Caroline Doyle, 32, had to have emergency surgery on her leg to remove three clots before falling into a coma for ten days and nearly dying.

Mrs Doyle today claimed Craigshill Health Centre in Livingston refused her a home visit by a doctor despite repeated calls over several days, and said she believes her condition would not have become so serious if the problem had been detected sooner.

The mum-of-two, who lives in Craigshill with husband Gordon, 28, and daughters Amy, eight, and six-year-old Emma, began suffering acute pains in her legs on February 21.

The 32-year-old, who has a history of blood clots – known as deep vein thrombosis (DVT) – and last year lost her unborn baby Scott due to the condition, said: “I phoned the health centre and told them several times, but they just said I wasn’t getting a home visit for a sore leg.

“I was told they would leave painkillers at the front desk for me. When my mum came in five minutes later she phoned back and told the receptionist to tell a doctor they urgently had to come out and see me.

“I was in extreme pain, I was sweating buckets, my leg had started to swell, I was walking up and down the floor screaming in pain. The receptionist spoke to the duty doctor and her answer was, ‘tell her to give the painkillers a chance to kick in’. There was no way I would have been able to make it into the surgery myself.”

By this time, Mrs Doyle said her leg had swollen up to nearly twice its usual size.

Her husband, a kitchen porter at Dobbies Garden Centre, took the decision to drive her to the A&E department at St John’s Hospital in Livingston.

She was then transferred to the Edinburgh Royal Infirmary, where three blood clots were found in her leg and another two in her head and in a main artery leading to her heart.

“The surgeons put two massive slices in my leg to stop it more or less exploding and then they removed blood clots from my leg,” she said.

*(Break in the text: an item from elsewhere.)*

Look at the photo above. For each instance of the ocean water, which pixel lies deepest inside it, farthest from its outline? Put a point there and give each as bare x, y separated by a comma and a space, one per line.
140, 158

“But I went into respiratory arrest and I could no longer breathe for myself. I was in a coma for ten days.

“The nurses were only allowing really close family in to see me because it looked as if I wasn’t going to pull through.”

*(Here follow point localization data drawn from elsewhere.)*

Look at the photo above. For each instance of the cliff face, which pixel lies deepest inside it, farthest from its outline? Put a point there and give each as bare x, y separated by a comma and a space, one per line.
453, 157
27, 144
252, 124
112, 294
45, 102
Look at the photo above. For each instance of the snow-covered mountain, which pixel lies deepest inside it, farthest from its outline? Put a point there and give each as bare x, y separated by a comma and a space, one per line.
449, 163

Mrs Doyle was eventually transferred back to St John’s but suffered another clot in the lung and one in her neck and had to be returned to specialist care in the ERI.

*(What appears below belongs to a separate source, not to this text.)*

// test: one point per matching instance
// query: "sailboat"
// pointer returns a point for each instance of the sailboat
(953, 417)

She said she was grateful for the work of the doctors and nurses who “saved her life” at the ERI, but criticised Craigshill Medical Centre for not sending a GP to examine her at home.

She said: “If a doctor had have been sent out to see me, perhaps they could have stopped the illness getting to the point it did – I nearly lost my life and my daughters nearly lost their mother.”

Dr Simon Noble, of the DVT charity Lifeblood, said: “It’s vital that as health professionals we are aware of the risk factors that predispose people to DVT and consider DVT when assessing patients with painful, swollen legs. The sooner DVT is diagnosed the sooner it can be treated.

“Untreated, it may worsen and in some cases some of that thrombosis may end up in the lungs, causing a pulmonary embolism. This can be fatal.”

Mrs Doyle sent a formal complaint letter to the practice this week and has contacted her solicitor about legal action, planning to bring a case against the practice for negligence.

Janet Butler, practice manager of Craigshill Medical Centre, said: “It’s not our policy to discuss individual patient care publicly, but if the patient wishes to contact the health centre, their concerns will be investigated thoroughly through the normal channels.”

IN THE BALANCE

According to the thrombosis charity Lifeblood, one in 1000 people every year in the UK are affected by deep vein thrombosis.

Up to one in ten people who suffer a pulmonary embolism will die if not treated.

About one in every 1000 women develops thrombosis during pregnancy, which can lead to long-term health problems. One in three surgical patients can develop a DVT if no prevention is given. Venous thromboembolism – or VTE – is the most common cause of hospital deaths in the UK that can be prevented.